Question, is there a better way to optimize this than the following index ?

CREATE BITMAP INDEX P.I_IS_DELETE 
    ON P.ARCHIVED_ID(IS_DELETE)
LOGGING
TABLESPACE TBS_P_01
NOPARALLEL;

A few more points :

  • I'll never access P.ARCHIVED_ID without WHERE IS_DELETE = 'Y' (or only once when I update this field at the beginning of the script)
  • by default, Oracle don't register NULL in index, so I use NULL instead of "N", allowing me to make a partial ="Y" bitmap index, keeping it as small and useful as I can. FALSE
  • I use EXISTS, instead of IN, as Oracle recommend (ability to use index),
  • The part with IS_DELETE = 'Y' is for now 0%, but as it's a DWH, it's expected to only increase (as new lines are create everyday in the data source, and older are physically removed, setting them at IS_DELETE = 'Y' in the DWH)
  • the WHERE EXISTS is used around 20 time in my script, as it's how we deal to froze the archived values (move them and back on a temporary table, with insert append hint)

Solution

  • With any performance tuning exercise the devil is in the details. The following is some guesswork based on rules of thumb. You must run some performance benchmarks for yourself, using your actual tables and actual data.
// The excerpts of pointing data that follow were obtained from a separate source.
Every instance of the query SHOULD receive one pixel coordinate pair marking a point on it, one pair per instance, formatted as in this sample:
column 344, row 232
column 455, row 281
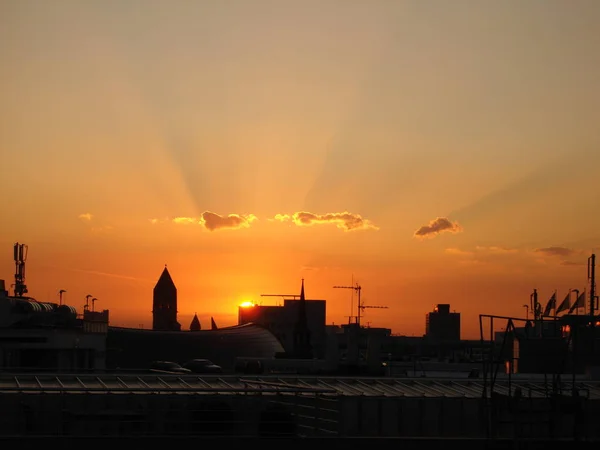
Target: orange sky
column 367, row 122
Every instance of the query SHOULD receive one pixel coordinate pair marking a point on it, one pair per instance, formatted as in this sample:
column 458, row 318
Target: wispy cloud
column 101, row 229
column 556, row 251
column 497, row 250
column 344, row 220
column 437, row 226
column 458, row 251
column 564, row 255
column 212, row 221
column 109, row 275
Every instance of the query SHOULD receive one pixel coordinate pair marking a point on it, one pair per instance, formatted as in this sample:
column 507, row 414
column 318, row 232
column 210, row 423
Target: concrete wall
column 254, row 414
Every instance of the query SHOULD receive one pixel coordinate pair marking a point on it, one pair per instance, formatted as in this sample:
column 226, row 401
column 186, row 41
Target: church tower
column 302, row 346
column 164, row 306
column 195, row 325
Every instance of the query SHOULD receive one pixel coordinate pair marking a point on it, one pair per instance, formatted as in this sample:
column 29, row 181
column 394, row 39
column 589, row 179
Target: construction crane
column 20, row 253
column 360, row 306
column 283, row 296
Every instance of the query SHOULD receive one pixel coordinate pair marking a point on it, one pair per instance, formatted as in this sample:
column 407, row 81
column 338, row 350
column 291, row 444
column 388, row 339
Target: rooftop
column 214, row 384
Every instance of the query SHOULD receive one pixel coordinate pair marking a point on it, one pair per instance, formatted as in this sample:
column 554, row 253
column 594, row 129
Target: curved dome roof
column 136, row 348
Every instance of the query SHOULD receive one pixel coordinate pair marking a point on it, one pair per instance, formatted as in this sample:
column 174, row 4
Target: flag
column 550, row 305
column 579, row 303
column 565, row 304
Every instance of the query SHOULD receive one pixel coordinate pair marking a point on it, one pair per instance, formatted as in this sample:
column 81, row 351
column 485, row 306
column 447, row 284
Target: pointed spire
column 195, row 325
column 165, row 278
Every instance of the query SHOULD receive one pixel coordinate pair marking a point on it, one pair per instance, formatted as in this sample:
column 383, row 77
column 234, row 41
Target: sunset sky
column 436, row 151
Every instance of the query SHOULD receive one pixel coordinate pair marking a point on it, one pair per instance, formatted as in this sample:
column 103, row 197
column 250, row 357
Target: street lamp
column 60, row 293
column 87, row 302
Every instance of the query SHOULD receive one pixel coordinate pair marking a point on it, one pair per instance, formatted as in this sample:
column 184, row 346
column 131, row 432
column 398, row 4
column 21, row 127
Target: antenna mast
column 360, row 306
column 20, row 254
column 592, row 278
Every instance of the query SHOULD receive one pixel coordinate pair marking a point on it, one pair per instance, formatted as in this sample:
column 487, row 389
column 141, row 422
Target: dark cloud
column 437, row 226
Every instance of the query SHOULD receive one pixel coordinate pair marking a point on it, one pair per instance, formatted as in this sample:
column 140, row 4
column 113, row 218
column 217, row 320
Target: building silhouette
column 293, row 323
column 164, row 310
column 443, row 325
column 195, row 325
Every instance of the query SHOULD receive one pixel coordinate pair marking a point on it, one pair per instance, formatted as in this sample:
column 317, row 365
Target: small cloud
column 212, row 221
column 281, row 217
column 437, row 226
column 556, row 251
column 186, row 220
column 101, row 229
column 572, row 263
column 345, row 221
column 458, row 251
column 497, row 250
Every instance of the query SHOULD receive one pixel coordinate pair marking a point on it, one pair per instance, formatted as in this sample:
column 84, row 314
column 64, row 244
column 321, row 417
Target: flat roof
column 226, row 384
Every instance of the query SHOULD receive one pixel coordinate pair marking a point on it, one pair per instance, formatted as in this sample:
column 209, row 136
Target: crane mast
column 20, row 255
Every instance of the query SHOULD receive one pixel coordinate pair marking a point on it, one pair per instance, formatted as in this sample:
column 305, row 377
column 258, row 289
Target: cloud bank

    "is there a better way to optimize this than the following index"

    Almost certainly, yes.

    The benefit of bitmap indexes lies in having several of them. That way,when we issue a query filtering on those columns the optimizer can choose to execute a Star Transformation to find the rows in the intersection of the bitmaps. Even then, bitmap indexes on bivalent columns are as useful as columns with several different values.

    One bitmap index on its own, particularly one with only two values, isn't much use. Given the monstrous overheads of maintain bitmap indexes, and their concurrency issues, you should probably consider other options.
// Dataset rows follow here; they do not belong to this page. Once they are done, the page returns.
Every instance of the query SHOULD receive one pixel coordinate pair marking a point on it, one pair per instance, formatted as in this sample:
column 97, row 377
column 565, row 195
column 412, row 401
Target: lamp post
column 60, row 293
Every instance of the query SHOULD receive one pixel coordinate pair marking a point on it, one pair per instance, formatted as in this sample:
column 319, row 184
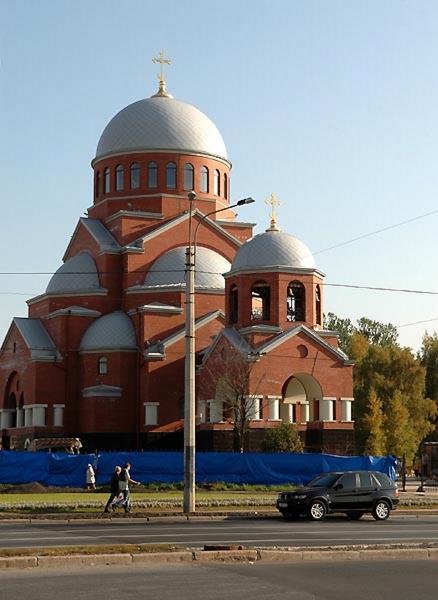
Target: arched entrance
column 301, row 396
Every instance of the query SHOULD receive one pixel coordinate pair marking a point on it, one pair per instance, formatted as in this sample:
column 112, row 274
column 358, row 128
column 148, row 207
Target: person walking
column 114, row 487
column 90, row 477
column 124, row 481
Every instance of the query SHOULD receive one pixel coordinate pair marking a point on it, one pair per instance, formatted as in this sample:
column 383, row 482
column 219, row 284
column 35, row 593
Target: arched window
column 318, row 305
column 107, row 180
column 204, row 179
column 152, row 175
column 97, row 184
column 233, row 304
column 171, row 176
column 135, row 176
column 296, row 297
column 189, row 177
column 260, row 301
column 119, row 178
column 217, row 183
column 103, row 365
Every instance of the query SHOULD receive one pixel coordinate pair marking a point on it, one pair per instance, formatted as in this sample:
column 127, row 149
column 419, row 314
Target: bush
column 284, row 438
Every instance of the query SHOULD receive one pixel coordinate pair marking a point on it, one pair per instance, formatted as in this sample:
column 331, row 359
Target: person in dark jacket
column 114, row 487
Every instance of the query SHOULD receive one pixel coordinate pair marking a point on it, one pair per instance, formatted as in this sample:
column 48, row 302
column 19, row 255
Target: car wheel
column 317, row 510
column 381, row 510
column 355, row 516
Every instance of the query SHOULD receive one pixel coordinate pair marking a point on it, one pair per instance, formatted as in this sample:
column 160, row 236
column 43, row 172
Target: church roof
column 113, row 331
column 273, row 250
column 169, row 269
column 36, row 338
column 77, row 274
column 161, row 123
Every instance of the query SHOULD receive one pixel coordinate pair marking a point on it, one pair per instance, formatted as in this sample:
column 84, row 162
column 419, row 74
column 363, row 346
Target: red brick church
column 101, row 354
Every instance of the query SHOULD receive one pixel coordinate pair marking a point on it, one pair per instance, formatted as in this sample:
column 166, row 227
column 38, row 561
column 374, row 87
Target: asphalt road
column 334, row 580
column 250, row 532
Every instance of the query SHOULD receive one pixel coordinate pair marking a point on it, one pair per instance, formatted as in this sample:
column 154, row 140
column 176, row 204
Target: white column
column 20, row 417
column 326, row 409
column 305, row 412
column 274, row 408
column 58, row 415
column 202, row 411
column 216, row 411
column 254, row 406
column 346, row 409
column 6, row 418
column 28, row 416
column 39, row 415
column 288, row 413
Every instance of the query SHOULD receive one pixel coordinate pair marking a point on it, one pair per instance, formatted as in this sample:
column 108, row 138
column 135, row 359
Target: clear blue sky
column 332, row 105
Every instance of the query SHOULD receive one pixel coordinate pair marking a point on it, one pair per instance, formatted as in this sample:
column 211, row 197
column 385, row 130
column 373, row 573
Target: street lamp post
column 189, row 390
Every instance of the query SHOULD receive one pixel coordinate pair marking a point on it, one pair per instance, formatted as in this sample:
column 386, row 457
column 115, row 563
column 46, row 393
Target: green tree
column 390, row 370
column 228, row 378
column 284, row 438
column 343, row 327
column 429, row 360
column 382, row 334
column 400, row 439
column 372, row 426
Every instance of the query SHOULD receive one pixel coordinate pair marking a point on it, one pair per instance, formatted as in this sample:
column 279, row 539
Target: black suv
column 352, row 492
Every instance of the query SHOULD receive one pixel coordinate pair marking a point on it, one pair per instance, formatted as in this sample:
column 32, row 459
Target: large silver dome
column 161, row 123
column 169, row 269
column 273, row 249
column 77, row 274
column 113, row 331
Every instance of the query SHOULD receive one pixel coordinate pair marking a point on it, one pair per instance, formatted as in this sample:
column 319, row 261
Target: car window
column 383, row 480
column 325, row 480
column 365, row 481
column 348, row 480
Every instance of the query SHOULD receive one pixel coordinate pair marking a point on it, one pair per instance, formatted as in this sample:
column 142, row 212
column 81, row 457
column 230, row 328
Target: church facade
column 101, row 354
    "~40M lines on an Oracle Exadata server"

    Oracle have engineered the Exadata appliance for crunching through large volumes of data. This means looking for paths which support hash joins, Bloom filters and similar operations. With Exadata a common tuning technique is to drop an existing index rather than creating a new one. While cheaper than bitmaps, B-Tree indexes still incur costs resource (CPU, storage, memory) so it's worth considering whether using Exadata's brute force offers a lower cost overall. That's what we pay the big bucks for.
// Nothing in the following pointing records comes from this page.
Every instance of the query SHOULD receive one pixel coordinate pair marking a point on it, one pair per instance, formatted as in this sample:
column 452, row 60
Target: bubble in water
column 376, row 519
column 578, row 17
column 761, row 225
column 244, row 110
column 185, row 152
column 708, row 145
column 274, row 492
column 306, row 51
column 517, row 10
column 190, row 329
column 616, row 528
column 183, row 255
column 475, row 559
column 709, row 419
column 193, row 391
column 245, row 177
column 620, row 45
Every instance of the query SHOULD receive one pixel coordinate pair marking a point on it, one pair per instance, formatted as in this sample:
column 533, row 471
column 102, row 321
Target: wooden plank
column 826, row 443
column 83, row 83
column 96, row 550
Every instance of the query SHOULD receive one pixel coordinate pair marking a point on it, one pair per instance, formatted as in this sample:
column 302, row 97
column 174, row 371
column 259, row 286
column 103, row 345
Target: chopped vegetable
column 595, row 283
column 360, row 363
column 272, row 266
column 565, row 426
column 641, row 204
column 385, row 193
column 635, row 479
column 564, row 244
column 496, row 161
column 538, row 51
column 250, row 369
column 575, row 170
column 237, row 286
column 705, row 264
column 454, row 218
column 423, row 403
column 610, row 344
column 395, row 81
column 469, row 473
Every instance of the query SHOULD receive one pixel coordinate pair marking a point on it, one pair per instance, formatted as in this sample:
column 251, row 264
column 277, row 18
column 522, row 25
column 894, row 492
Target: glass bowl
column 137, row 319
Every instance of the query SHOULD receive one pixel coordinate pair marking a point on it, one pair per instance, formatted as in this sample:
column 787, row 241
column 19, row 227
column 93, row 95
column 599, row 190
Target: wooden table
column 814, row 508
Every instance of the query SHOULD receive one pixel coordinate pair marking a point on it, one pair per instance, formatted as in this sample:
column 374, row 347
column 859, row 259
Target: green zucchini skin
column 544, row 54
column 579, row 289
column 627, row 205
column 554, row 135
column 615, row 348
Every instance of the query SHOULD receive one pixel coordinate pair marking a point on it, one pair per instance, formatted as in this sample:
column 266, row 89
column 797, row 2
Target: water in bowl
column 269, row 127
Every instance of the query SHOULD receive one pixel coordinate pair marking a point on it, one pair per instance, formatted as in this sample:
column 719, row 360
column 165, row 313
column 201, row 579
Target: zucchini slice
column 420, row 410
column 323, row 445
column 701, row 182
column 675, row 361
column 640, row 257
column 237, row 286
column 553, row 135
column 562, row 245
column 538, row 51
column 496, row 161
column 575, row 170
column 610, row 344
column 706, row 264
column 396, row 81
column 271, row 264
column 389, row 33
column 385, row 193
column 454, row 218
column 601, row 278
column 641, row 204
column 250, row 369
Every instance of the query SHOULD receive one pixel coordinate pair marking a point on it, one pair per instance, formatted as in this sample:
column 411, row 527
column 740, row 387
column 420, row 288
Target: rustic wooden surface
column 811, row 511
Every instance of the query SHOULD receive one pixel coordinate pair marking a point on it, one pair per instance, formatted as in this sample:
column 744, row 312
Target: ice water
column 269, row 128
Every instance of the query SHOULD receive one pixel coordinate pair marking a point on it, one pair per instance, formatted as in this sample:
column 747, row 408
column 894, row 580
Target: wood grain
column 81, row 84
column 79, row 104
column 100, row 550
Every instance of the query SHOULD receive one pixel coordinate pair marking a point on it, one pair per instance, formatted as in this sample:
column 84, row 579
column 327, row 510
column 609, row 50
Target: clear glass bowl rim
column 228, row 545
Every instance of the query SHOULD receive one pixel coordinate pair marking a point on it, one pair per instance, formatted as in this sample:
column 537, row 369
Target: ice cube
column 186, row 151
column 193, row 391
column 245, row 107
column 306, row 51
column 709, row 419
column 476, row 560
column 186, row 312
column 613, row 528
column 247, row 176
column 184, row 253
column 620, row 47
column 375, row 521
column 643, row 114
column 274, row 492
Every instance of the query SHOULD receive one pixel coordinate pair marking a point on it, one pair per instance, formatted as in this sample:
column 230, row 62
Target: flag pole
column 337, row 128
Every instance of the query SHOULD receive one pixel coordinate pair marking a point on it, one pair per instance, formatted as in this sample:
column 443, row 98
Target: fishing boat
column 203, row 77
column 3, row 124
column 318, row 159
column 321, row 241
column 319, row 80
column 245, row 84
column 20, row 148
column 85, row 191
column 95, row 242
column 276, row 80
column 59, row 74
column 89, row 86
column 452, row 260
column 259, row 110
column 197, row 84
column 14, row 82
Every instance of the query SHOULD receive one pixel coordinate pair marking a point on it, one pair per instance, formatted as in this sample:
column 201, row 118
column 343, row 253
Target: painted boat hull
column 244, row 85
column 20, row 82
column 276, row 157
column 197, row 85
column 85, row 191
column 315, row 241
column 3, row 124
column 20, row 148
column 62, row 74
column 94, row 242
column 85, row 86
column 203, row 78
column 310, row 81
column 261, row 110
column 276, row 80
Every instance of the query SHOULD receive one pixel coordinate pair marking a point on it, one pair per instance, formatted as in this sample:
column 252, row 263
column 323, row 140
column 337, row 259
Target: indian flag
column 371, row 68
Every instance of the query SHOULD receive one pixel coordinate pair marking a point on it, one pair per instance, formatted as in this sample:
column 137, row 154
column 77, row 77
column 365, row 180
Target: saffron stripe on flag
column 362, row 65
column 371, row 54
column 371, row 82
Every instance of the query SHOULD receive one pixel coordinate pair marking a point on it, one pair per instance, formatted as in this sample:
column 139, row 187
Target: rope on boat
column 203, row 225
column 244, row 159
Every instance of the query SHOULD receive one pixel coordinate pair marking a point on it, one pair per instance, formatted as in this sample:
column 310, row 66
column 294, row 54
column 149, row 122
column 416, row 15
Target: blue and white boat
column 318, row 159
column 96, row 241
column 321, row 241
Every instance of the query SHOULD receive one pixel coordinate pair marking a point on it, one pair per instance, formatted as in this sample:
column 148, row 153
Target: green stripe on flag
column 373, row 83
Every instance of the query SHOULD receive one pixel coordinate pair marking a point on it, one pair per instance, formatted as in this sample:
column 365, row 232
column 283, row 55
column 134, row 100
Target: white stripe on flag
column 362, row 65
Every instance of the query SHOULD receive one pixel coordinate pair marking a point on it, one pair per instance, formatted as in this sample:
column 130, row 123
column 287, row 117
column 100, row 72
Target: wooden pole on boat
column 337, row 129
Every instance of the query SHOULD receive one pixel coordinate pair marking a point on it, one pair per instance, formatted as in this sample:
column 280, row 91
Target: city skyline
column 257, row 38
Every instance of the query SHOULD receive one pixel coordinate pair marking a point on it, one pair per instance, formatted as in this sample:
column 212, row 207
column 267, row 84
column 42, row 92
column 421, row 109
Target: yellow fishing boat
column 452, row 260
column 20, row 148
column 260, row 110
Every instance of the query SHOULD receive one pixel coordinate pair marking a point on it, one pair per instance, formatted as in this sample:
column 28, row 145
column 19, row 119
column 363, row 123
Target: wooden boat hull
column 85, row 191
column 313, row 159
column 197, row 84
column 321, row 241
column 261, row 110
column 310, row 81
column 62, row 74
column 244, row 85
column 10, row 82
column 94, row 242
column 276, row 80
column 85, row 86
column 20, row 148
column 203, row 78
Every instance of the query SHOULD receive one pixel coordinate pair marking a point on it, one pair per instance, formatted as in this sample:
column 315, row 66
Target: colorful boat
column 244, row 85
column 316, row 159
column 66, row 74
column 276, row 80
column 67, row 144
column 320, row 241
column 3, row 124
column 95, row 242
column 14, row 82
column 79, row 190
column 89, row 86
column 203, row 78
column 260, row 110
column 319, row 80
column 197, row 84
    However, even Exadata's raw power is a limited resource. So if you're going to run this query a lot (or rather the EXISTS sub-query) you will likely get a benefit from clustering the excluded rows. From your question it seems IS_DELETE is an updated attribute you can't use physical organisation at the table level (CTAS, attribute clustering). So a B-tree index on ARCHIVED_ID(IS_DELETE, ID_ARCHIVED) is the primary candidate.

    With compound indexes it's usually best to start with the least selective column, and that is true here. You're only interested in the rows where IS_DELETE = 'Y', so leading with that column will reduce the number of blocks the sub-query needs to visit. Leading with ID_ARCHIVED would mean the sub-query has to scan the whole index. Even with Exadata, we should always seek to minimize the work undertaken to get a set of records.

    But please benchmark this, or any other index.


    " For the bitmap index, I was thinking it only track Not Null value (so Y), I'm mistaken ?"

    'Fraid so. Bitmap indexes have an entry for each indexed field. So, unlike single-column B-tree indexes, they do index null entries.

    "I use EXISTS, instead of IN, as Oracle recommend (ability to use index),"

    Hmmm, not sure what Oracle recommendation you think you're citing there. Which is better really depends on the data. But basically if the sub-query is huge and the main query is relatively small then EXISTS is more efficient. But if the data volumes are reversed, the main query is huge and the sub-query is small IN is the better choice. Given your current starting position is the sub-query returns no rows (because nothing is deleted) and presumably relatively few records will be deleted in the near future it seems more likely that IN is the construct you should be using.

    But again: benchmark each approach and see what works better with your data.